Tony and Liz’s rediscovery in Niger is a modern expression of an old truth their own ancestors lived by, namely that the earth heals when it is trusted to do what it was created to do. Their story affirms the direction of our own work: to build systems that regenerate instead of exploit, to restore dignity to the farmer, and to let the land breathe again.

Conclusion

Through ReEquipGlobal and Origins Global Meats, we express this shared philosophy in practice. Our work unites science, engineering, and traditional understanding to design systems that regenerate soil, livestock, and livelihoods.
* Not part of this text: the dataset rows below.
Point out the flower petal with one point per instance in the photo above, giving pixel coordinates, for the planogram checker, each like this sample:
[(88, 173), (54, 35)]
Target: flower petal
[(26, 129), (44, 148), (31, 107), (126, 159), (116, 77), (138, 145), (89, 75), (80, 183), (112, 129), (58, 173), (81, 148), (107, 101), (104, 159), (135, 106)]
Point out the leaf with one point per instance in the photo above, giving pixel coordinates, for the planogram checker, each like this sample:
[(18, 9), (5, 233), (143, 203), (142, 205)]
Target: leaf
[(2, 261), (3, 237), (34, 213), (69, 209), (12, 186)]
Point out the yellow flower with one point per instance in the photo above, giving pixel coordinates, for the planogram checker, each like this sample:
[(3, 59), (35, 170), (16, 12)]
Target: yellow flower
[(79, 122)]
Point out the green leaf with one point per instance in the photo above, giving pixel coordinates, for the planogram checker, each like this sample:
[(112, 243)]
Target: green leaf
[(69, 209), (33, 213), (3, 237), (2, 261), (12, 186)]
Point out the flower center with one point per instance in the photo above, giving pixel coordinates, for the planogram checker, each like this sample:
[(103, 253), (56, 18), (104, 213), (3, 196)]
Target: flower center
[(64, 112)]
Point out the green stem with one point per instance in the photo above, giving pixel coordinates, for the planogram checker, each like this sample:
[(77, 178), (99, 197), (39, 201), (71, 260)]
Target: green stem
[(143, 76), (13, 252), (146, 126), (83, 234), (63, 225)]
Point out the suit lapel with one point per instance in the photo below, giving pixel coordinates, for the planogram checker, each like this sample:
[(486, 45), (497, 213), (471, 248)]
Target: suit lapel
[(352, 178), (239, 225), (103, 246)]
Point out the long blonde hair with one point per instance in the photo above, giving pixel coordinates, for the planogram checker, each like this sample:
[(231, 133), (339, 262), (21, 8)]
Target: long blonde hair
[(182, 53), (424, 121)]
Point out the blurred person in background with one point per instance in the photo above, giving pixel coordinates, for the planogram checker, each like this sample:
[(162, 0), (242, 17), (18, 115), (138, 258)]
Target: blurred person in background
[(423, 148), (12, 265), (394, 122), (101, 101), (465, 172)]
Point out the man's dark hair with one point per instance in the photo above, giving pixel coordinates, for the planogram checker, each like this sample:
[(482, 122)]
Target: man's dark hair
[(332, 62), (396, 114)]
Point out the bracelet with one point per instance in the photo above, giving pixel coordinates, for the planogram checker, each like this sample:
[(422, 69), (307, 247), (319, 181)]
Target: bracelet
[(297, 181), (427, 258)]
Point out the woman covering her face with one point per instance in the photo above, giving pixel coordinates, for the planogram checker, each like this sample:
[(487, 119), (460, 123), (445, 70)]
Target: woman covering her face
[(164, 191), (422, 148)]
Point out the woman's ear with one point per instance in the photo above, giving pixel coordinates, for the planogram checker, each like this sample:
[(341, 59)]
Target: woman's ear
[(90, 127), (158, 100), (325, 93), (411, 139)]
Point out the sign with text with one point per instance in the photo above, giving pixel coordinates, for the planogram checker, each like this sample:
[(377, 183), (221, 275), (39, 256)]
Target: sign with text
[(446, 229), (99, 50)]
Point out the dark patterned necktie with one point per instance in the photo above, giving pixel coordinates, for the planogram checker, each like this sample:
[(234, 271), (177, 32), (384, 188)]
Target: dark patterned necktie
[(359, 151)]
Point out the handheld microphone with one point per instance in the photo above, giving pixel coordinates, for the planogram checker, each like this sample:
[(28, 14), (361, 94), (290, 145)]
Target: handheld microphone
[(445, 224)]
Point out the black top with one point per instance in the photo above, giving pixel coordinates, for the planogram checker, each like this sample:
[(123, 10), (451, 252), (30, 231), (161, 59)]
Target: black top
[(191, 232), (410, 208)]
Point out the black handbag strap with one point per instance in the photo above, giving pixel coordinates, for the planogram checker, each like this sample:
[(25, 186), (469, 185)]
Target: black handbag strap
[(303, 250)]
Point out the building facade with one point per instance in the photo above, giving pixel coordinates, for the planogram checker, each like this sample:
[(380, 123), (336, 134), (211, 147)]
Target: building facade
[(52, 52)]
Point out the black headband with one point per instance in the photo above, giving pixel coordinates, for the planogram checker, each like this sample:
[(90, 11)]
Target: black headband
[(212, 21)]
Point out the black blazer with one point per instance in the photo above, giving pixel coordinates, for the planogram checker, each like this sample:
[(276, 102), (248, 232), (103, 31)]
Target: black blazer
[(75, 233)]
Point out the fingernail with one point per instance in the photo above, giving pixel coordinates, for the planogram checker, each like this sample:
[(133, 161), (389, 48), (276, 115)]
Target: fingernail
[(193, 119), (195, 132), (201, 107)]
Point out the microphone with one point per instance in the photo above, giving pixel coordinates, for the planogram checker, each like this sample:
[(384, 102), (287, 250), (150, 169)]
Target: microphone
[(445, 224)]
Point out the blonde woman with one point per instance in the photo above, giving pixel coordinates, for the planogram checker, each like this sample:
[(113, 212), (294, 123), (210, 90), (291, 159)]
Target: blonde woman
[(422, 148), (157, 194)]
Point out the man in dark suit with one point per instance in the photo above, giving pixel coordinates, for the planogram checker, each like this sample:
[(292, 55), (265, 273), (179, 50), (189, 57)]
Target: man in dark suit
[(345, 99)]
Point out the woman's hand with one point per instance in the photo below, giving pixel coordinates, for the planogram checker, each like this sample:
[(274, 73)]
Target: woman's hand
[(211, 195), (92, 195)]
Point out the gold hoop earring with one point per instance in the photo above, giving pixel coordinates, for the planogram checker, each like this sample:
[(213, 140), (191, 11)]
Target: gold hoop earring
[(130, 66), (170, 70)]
Regeneration, for us, is not invention but remembrance. It is the continuation of what our parents and grandparents began and the realisation that the solutions we seek are already within the land itself.

It is an honour to carry their legacy forward! To live with the land, not against it.



References

National Geographic (2018). How farmers in Earth’s least developed country grew 200 million trees. Retrieved from https://www.nationalgeographic.com/environment/article/how-farmers-in-earths-least-developed-country-grew-200-million-trees

ISCAST Interview (2023). Tony Rinaudo: The Missionary Forest Maker. Retrieved from https://iscast.org/interview/tony-rinaudo-the-missionary-forest-maker/

World Vision Australia (2022). Farmer Managed Natural Regeneration (FMNR). Retrieved from https://www.worldvision.com.au/global-issues/work-we-do/fmnr/

van Tonder, E., & van Tonder, K. (2025). Evaluating the Grass Revolution: Sabiá Hybrid Brachiaria and Its Potential for Nigeria’s Livestock Sector. Earthworm Express.